簪は計画を組みなおかつ行動力が高いんだねと思うしかなかった。

 

「あの一夏さんの性格を知ってて行動おこせるなら大丈夫そうね…」

思った感想を述べると楯無は笑っていた。

 

「あははっほんと、簪ちゃん成長しちゃったなー…ついこの前までのツンツン殺伐とした雰囲気の簪ちゃんはどこいっちゃった?」

楯無しかわからない簪の過去の雰囲気ね…。

私が来たときの初対面は無言と無表情しかなかったからそれ以上の負の雰囲気は知らない。
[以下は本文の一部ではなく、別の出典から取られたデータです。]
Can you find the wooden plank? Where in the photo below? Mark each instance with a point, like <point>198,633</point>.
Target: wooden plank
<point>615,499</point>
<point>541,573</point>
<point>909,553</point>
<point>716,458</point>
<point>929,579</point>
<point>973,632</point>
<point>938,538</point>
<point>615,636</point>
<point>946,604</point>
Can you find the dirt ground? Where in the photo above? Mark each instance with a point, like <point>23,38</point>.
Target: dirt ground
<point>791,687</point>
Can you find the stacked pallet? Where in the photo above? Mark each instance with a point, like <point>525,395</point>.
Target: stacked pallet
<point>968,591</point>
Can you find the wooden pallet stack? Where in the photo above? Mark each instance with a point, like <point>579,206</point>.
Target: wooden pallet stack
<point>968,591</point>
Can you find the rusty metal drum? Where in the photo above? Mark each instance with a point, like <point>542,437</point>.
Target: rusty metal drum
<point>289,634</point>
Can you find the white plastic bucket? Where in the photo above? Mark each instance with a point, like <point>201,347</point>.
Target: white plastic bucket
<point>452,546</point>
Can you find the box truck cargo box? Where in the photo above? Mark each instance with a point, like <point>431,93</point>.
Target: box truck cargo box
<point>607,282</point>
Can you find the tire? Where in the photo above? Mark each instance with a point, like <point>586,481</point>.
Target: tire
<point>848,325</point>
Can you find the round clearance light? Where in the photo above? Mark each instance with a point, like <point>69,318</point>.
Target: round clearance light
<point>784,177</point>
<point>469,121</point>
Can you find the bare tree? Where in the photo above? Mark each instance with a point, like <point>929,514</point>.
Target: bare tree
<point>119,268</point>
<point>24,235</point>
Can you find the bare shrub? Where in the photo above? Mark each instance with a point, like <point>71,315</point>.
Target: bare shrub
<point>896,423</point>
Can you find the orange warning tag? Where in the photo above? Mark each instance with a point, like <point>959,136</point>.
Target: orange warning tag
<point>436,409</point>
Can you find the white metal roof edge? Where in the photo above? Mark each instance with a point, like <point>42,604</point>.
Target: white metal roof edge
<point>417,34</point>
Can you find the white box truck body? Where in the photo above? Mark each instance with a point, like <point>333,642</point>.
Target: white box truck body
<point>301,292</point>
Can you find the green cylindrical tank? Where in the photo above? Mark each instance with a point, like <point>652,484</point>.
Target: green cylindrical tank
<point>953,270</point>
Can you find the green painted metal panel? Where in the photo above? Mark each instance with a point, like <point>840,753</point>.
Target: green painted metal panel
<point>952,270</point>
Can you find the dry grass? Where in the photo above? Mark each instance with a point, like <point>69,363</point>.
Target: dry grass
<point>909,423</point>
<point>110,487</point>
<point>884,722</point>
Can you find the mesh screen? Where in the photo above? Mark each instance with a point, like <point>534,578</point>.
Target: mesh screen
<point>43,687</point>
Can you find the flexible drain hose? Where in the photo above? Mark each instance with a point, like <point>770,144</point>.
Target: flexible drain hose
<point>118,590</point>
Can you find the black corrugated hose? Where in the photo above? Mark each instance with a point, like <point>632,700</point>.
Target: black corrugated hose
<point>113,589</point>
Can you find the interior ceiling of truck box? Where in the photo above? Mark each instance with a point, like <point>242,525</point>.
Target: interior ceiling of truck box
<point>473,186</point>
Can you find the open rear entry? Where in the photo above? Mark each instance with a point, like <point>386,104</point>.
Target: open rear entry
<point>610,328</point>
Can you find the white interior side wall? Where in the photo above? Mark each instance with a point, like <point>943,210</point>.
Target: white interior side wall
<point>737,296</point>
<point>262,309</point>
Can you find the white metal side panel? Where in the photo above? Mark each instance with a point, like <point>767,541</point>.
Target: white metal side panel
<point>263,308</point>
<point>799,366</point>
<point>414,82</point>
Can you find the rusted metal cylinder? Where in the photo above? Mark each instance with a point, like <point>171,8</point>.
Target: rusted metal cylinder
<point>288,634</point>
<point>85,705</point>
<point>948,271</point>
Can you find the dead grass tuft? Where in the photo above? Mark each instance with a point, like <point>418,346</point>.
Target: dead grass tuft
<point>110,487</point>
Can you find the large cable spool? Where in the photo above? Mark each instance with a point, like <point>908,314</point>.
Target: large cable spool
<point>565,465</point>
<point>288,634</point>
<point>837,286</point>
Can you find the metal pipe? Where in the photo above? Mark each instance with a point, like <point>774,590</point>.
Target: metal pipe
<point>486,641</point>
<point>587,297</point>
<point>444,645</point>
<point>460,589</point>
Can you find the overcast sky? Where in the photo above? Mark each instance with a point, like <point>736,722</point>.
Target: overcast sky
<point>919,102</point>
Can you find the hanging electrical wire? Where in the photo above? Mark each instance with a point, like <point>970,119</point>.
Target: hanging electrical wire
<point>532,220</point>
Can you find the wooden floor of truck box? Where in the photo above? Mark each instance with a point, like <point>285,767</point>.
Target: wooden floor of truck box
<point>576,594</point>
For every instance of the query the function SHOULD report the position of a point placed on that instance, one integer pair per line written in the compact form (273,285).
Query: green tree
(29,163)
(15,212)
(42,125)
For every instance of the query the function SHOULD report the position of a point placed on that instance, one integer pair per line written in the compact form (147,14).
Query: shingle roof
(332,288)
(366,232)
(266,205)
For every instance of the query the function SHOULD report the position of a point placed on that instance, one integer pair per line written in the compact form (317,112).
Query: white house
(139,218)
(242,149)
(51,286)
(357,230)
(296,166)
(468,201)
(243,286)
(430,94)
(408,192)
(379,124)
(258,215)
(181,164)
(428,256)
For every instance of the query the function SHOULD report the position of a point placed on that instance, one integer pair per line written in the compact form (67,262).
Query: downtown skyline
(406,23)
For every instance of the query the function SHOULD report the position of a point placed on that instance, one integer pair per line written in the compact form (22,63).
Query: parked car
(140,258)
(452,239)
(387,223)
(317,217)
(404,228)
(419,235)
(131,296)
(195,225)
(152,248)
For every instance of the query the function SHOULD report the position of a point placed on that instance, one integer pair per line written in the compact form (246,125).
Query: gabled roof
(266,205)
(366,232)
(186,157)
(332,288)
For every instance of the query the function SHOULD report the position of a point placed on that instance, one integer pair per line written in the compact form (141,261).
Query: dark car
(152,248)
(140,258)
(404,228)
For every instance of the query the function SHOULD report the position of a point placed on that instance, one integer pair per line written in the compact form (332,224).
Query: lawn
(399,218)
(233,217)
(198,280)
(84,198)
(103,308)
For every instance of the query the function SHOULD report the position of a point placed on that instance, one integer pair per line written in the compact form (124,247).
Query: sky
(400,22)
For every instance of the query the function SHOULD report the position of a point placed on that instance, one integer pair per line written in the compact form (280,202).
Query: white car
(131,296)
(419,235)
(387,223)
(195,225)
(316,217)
成長か…昔の私は…どうしたかったの?また変な不安を覚えてしまった…。

 

「人は成長し変わるものよ…」

小さい声だけど思ったことを言う。

 

「そうよね…そろそろ出ましょ。そしてお昼にしましょう。おねーさんはお腹が減ったのだー」

「はいはい…まずは着替えないとね」

楯無の言葉の語尾は子供ぽい口調をしていたから私は微笑み、沈みそうな気持ちを抑えて、やれやれと思いながらも更衣室へと向かう。

 

 

 

 

 

 

 

 

 

 

 

――『成長させなくてはいけない。運命に抗う運命の歯車となる為に』――

 

 

 

 

 

 

 

……?

私の頭の中に言葉がよぎった…これは何…?

運命の歯車…でもどこか懐かしい言葉…。

 

 

朱音は表情には出さないが頭によぎった言葉に何の意味があるのか疑問を感じていた。